«Yo voy escribiendo a todas las
Iglesias, y a todas les suplico lo mismo: que moriré de buena gana por Dios,
con tal que vosotros no me lo impidáis. Se los pido por favor: no me demostréis
una benevolencia inoportuna. Dejen que sea pasto de las fieras, ya que ello me
hará posible alcanzar a Dios. Soy trigo de Dios, y he de ser molido por los
dientes de las fieras, para llegar a ser pan limpio de Cristo. Rueguen por mí a
Cristo, para que, por medio de esos instrumentos llegue a ser una víctima para
Dios. De nada me servirían los placeres terrenales, ni los reinos de este
mundo. Prefiero morir en Cristo Jesús que reina en los confines de la tierra.
Todo mi deseo y mi voluntad están puestos en aquel que por nosotros murió y
resucitó. Se acerca ya el momento de mi nacimiento a la vida nueva. Por favor,
hermanos, no me privéis de esta vida, no queráis que muera; si lo que yo anhelo
es pertenecer a Dios, no me entreguéis al mundo ni me seduzcáis con las cosas
materiales; dejen que pueda contemplar la luz pura; entonces seré hombre en
pleno sentido. Permítanme que imite la pasión de mi Dios. El que tenga a Dios
en sí entenderá lo que quiero decir y se compadecerá de mí, sabiendo cuál es el
deseo que me apremia. El príncipe de este mundo me quiere arrebatar y pretende
arruinar mi deseo que tiende hacia Dios. Que nadie de vosotros, los aquí
presentes, lo ayude; pónganse más bien de mi parte, es decir, de parte de Dios.

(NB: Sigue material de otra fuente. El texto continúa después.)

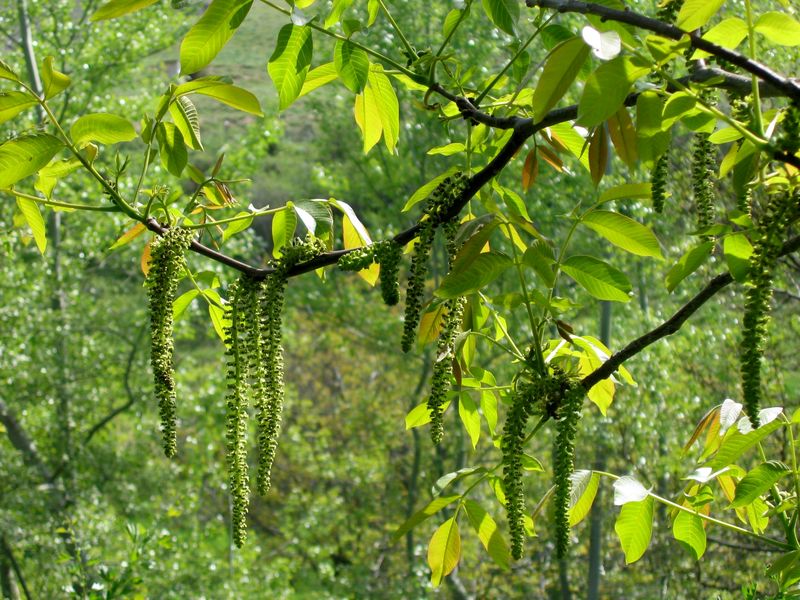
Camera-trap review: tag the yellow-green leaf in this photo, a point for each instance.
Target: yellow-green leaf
(488, 532)
(600, 279)
(13, 103)
(229, 94)
(444, 550)
(634, 527)
(560, 70)
(117, 8)
(779, 28)
(290, 62)
(418, 517)
(25, 155)
(53, 81)
(584, 490)
(33, 217)
(696, 13)
(103, 128)
(688, 529)
(210, 34)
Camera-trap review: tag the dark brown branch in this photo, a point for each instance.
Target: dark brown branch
(671, 325)
(787, 86)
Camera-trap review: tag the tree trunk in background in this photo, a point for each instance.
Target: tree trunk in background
(596, 514)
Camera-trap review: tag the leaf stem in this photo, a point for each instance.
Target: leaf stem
(59, 204)
(709, 519)
(412, 53)
(367, 49)
(507, 66)
(535, 328)
(751, 39)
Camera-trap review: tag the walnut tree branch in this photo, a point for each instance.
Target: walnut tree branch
(789, 87)
(671, 325)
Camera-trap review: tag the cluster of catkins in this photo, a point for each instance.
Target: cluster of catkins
(779, 212)
(553, 396)
(167, 263)
(255, 370)
(437, 211)
(387, 254)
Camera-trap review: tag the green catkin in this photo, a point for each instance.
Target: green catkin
(357, 259)
(167, 263)
(437, 210)
(445, 351)
(702, 180)
(388, 256)
(659, 182)
(525, 396)
(564, 460)
(237, 342)
(416, 284)
(270, 406)
(779, 212)
(789, 140)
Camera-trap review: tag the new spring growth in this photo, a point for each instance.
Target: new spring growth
(167, 264)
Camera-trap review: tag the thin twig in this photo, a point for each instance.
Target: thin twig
(789, 87)
(671, 325)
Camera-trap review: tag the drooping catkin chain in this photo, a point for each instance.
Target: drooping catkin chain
(779, 212)
(436, 212)
(167, 263)
(552, 396)
(445, 344)
(270, 405)
(564, 460)
(237, 342)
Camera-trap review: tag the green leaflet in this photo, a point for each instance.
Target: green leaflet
(33, 217)
(174, 154)
(688, 264)
(634, 527)
(25, 155)
(13, 103)
(53, 82)
(229, 94)
(758, 481)
(290, 62)
(284, 224)
(623, 232)
(606, 89)
(488, 532)
(117, 8)
(560, 70)
(503, 13)
(352, 65)
(210, 34)
(473, 276)
(688, 529)
(600, 279)
(444, 550)
(103, 128)
(696, 13)
(418, 517)
(584, 490)
(377, 111)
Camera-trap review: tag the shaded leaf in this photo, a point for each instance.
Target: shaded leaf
(623, 232)
(209, 35)
(634, 527)
(488, 533)
(444, 550)
(600, 279)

No queráis a un mismo tiempo tener a Jesucristo en la boca y los deseos
mundanos en el corazón. Que no resida la envidia entre ustedes. Ni me hagáis
caso sí, cuando esté aquí, les suplicara en sentido contrario; haced más bien
caso de lo que ahora les escribo. Porque les escribo en vida, pero deseando
morir» (San Ignacio de Antioquía [c. 35·108/110]. Carta a los Romanos).